In November 2017, Waymo announced that it would start taking drivers out of the driver’s seat of its prototype self-driving vehicles. A year later, Waymo still seems to be far away from completing that process.
In fact, last week the Information’s Amir Efrati reported that Waymo may actually have moved backward recently.
“Within the past month or so, due to concerns about safety, the Alphabet company put so-called safety drivers back behind the wheel of its most advanced prototypes, ending a year-long period in which those people generally sat in the passenger or back seat,” Efrati wrote.
We asked Waymo about this, and a spokesperson dismissed the report as nothing new, saying that the company regularly changes the mix of cars with and without safety drivers.
A recent Bloomberg story reported that when Waymo officially launches its driverless taxi service later this month, “there will be backup drivers in some cars.” The Washington Post reported on Friday that Waymo is still using safety drivers “for most rides.”
Obviously, no one should fault Waymo for keeping drivers behind the wheel of its cars as long as necessary to ensure safety. Still, the transition to a fully driverless operation is going more slowly than expected—and that makes me wonder if Waymo has bitten off more than it can chew.
A chicken-and-egg problem
When most people first think about self-driving cars, they envision walking into a dealership and buying a car capable of driving itself anywhere at the touch of a button. But this isn’t how self-driving technology will work—at least for the next few years.
Instead, leading self-driving companies—including Waymo, GM’s Cruise, Ford’s Argo, and well-funded startups like Aurora and Zoox—are working on self-driving taxi services that will operate in limited geographic areas. This makes the self-driving problem easier because it limits the number of scenarios their cars have to handle at the time of initial launch.
For example, the fact that Waymo is initially launching a taxi service in the Phoenix area means that Waymo doesn’t have to worry about mastering snowy conditions. Waymo is working on its snow driving capabilities, but the company can start operating in Phoenix before it has completed that work.
For the last couple of years, I’ve thought that this incremental approach made a lot of sense. But in recent months I’ve started to wonder if Waymo’s approach isn’t incremental enough.

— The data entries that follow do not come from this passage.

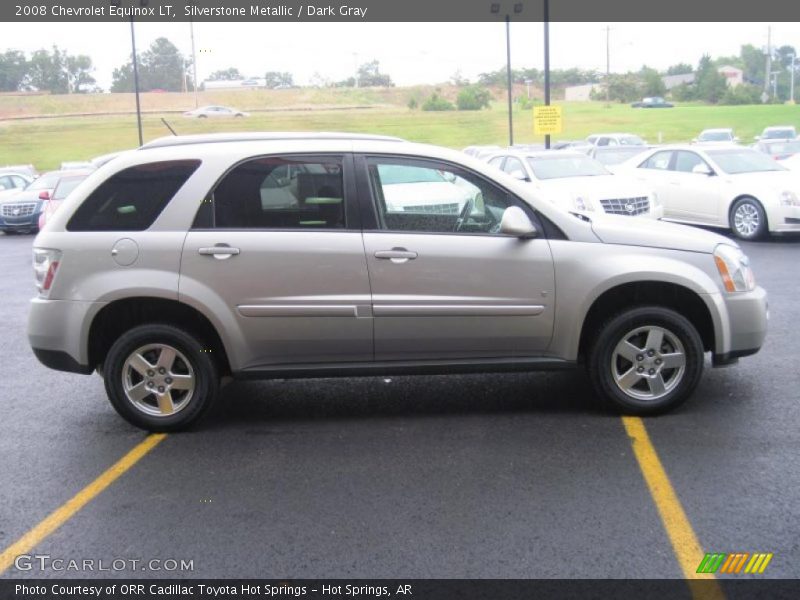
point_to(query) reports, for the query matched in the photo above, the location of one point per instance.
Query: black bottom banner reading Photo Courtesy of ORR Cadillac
(410, 589)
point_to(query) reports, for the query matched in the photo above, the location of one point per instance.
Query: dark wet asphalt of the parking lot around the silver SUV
(503, 476)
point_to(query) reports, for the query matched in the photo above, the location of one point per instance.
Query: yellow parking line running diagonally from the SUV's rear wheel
(66, 511)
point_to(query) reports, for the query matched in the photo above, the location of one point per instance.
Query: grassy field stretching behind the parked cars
(45, 142)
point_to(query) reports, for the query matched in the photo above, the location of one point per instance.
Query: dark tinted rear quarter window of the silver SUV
(132, 199)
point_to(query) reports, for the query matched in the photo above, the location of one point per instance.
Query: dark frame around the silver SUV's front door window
(368, 207)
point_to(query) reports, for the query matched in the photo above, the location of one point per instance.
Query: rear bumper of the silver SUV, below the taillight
(58, 332)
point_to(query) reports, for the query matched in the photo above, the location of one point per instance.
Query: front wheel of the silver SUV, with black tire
(607, 366)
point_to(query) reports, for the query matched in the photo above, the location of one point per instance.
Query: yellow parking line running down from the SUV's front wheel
(681, 535)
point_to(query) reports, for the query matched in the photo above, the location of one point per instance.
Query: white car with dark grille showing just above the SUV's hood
(577, 182)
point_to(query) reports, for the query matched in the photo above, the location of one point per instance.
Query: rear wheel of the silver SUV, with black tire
(192, 360)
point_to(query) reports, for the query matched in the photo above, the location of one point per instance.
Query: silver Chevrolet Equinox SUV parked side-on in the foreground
(299, 255)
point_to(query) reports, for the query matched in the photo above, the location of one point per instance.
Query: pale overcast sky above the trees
(409, 52)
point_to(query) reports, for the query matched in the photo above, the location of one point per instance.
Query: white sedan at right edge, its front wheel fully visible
(731, 187)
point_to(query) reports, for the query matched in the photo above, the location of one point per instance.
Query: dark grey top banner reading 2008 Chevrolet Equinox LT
(397, 10)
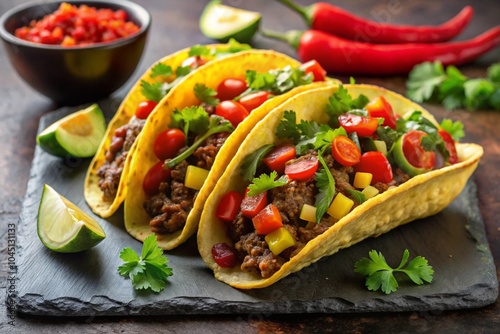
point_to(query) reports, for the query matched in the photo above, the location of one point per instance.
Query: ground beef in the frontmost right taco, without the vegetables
(252, 248)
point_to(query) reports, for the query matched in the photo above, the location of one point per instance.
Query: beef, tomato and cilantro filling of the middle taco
(187, 150)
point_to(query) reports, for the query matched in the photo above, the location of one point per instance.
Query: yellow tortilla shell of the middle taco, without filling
(235, 66)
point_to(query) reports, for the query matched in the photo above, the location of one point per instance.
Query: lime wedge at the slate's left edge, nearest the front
(63, 227)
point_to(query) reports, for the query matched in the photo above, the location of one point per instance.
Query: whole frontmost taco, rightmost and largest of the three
(324, 170)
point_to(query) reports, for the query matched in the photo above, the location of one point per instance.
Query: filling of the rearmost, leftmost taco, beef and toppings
(162, 79)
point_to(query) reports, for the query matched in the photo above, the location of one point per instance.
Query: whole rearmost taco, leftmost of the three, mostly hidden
(104, 187)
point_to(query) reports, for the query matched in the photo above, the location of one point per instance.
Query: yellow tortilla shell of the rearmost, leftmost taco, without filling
(93, 194)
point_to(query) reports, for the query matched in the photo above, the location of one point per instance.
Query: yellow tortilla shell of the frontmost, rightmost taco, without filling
(421, 196)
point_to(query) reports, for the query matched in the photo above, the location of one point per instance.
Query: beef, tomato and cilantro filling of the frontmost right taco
(317, 173)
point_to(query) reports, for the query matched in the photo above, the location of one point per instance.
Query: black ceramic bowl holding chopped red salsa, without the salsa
(79, 74)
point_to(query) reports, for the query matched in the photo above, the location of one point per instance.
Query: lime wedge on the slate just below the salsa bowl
(76, 135)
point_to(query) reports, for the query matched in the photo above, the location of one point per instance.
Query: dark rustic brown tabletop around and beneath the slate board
(175, 26)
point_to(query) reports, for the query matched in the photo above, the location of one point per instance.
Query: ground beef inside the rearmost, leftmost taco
(110, 172)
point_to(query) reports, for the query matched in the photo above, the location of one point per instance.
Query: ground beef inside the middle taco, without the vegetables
(170, 207)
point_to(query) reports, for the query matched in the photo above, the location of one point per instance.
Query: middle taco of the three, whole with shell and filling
(198, 128)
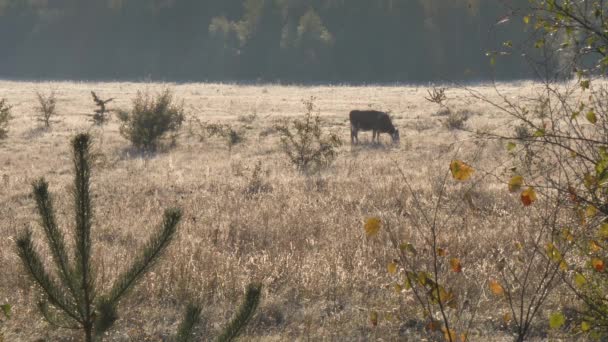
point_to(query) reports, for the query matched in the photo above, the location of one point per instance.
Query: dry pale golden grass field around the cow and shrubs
(302, 237)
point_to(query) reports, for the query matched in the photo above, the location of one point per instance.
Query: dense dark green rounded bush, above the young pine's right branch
(152, 120)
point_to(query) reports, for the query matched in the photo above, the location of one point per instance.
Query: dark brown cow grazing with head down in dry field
(371, 120)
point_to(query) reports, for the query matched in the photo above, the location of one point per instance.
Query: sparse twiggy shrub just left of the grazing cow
(304, 142)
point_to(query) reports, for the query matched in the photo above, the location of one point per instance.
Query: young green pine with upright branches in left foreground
(71, 299)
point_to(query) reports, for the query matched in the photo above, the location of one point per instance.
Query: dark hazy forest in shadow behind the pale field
(284, 41)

Developers of self-driving cars face a basic chicken-and-egg problem: to launch fully driverless cars, they need reams of data demonstrating that the software is safe. But getting that data is very expensive, because you have to test cars on public roads with a highly trained safety driver in each car—and in some cases, a second person in the passenger seat.

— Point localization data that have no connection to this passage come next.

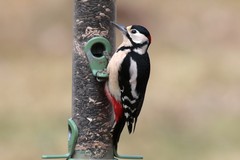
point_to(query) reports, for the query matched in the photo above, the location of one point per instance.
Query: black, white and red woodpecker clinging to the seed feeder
(129, 70)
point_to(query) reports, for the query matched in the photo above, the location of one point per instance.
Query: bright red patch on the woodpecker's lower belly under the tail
(117, 106)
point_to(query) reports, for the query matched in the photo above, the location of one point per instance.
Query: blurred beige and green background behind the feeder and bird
(192, 106)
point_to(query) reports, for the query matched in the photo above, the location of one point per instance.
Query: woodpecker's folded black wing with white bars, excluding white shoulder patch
(131, 105)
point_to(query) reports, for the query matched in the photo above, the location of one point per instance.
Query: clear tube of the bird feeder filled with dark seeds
(90, 108)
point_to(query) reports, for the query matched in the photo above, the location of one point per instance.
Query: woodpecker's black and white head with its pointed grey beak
(134, 35)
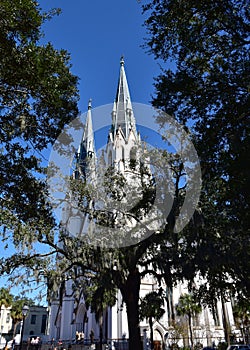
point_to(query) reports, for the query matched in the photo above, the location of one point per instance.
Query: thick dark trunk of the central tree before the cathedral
(130, 293)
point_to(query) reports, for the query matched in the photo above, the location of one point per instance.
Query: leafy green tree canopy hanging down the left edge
(38, 96)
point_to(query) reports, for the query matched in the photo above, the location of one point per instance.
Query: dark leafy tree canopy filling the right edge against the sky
(207, 46)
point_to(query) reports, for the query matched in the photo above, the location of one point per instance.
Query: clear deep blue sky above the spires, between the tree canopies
(96, 33)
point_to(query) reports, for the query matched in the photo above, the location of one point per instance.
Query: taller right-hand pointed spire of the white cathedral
(122, 113)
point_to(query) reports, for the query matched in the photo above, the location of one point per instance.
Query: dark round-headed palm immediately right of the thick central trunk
(151, 308)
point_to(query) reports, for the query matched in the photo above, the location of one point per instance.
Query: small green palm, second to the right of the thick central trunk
(187, 305)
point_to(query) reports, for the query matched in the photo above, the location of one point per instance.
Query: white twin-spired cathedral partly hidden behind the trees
(72, 321)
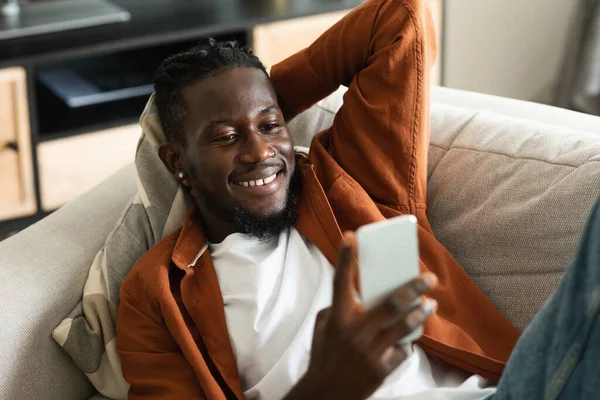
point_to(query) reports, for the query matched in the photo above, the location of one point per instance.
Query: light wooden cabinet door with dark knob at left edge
(17, 196)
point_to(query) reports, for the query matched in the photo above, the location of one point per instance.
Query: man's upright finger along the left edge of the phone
(343, 282)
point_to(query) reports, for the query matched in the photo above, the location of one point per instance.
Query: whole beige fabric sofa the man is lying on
(511, 184)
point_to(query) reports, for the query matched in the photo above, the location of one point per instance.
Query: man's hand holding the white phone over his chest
(354, 350)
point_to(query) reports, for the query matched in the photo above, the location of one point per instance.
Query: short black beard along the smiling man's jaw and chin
(260, 226)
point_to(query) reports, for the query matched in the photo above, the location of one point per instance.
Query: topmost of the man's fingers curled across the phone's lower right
(398, 303)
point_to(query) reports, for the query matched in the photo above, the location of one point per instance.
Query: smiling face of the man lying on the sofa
(238, 152)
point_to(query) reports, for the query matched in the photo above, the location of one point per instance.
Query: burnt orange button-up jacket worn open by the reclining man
(370, 165)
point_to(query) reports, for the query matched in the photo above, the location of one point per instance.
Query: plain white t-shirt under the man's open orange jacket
(273, 290)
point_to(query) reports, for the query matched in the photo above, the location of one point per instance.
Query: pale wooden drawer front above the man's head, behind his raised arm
(278, 40)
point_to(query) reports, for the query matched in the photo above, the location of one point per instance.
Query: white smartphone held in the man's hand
(388, 257)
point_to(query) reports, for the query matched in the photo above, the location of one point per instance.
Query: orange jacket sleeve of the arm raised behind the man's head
(382, 51)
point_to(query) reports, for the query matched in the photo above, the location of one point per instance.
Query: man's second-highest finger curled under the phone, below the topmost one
(405, 326)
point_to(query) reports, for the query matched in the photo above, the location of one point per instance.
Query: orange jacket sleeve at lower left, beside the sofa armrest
(151, 361)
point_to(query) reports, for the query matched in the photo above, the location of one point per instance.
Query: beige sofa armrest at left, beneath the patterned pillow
(43, 270)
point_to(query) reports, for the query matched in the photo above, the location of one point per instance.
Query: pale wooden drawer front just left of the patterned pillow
(69, 167)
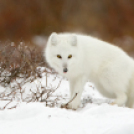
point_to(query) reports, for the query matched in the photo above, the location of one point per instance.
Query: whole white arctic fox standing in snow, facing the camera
(80, 58)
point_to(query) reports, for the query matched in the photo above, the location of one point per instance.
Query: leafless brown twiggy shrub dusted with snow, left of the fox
(19, 64)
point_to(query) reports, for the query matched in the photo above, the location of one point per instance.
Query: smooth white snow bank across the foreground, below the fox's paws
(34, 118)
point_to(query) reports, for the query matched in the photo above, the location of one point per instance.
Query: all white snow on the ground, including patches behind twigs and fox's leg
(95, 116)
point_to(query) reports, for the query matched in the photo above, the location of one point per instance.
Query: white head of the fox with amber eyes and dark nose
(61, 52)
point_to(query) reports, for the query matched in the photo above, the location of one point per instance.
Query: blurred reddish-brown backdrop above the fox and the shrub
(35, 20)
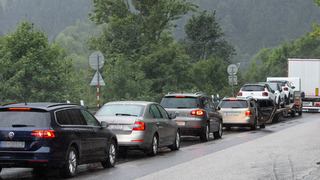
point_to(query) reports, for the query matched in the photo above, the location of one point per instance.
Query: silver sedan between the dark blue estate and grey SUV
(141, 125)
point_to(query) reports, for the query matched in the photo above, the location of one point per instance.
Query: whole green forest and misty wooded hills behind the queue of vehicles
(151, 48)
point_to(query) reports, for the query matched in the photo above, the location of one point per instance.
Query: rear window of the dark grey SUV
(179, 102)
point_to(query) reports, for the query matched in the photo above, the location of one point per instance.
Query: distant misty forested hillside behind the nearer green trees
(248, 24)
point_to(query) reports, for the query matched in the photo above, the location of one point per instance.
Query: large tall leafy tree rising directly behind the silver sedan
(142, 60)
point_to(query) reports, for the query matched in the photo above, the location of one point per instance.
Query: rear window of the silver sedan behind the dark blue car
(121, 110)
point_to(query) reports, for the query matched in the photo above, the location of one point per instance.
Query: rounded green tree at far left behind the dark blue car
(33, 70)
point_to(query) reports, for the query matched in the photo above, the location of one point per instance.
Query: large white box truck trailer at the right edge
(309, 72)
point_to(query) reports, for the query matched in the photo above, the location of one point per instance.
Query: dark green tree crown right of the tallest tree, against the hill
(204, 38)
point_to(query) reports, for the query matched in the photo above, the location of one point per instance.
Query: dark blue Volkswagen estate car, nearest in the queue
(53, 136)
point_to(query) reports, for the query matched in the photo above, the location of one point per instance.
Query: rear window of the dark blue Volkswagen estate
(24, 119)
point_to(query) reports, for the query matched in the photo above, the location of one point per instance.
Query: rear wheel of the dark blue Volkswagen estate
(70, 168)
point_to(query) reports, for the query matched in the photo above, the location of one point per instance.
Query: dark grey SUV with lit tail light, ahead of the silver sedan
(195, 114)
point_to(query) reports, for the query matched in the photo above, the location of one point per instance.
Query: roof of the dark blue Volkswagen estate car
(40, 105)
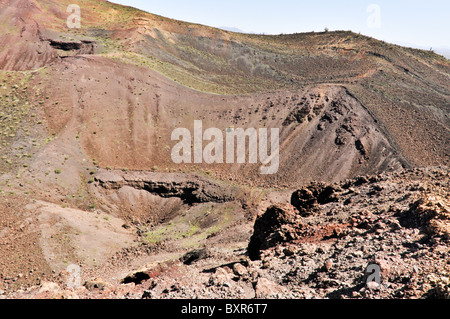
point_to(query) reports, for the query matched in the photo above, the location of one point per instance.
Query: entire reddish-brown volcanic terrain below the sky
(87, 177)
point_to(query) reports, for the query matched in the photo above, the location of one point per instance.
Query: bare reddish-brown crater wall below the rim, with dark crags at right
(123, 117)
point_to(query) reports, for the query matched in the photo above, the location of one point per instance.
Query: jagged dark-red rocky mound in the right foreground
(383, 236)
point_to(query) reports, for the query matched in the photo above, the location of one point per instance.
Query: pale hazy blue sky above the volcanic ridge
(419, 23)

Waymo has been plugging away at this problem for 10 million miles and apparently still isn’t confident enough in its technology to operate most of its cars in fully driverless mode. To do that, it needs to make sure its cars can master every situation they might encounter on roads around Chandler, Arizona, the Phoenix suburb where its commercial operations will begin.
Once a company is confident enough to dispense with the safety driver, then collecting data becomes much easier and more affordable, because it can be done while ferrying around paying customers. So what if there was a way to get fully driverless cars on the road more quickly?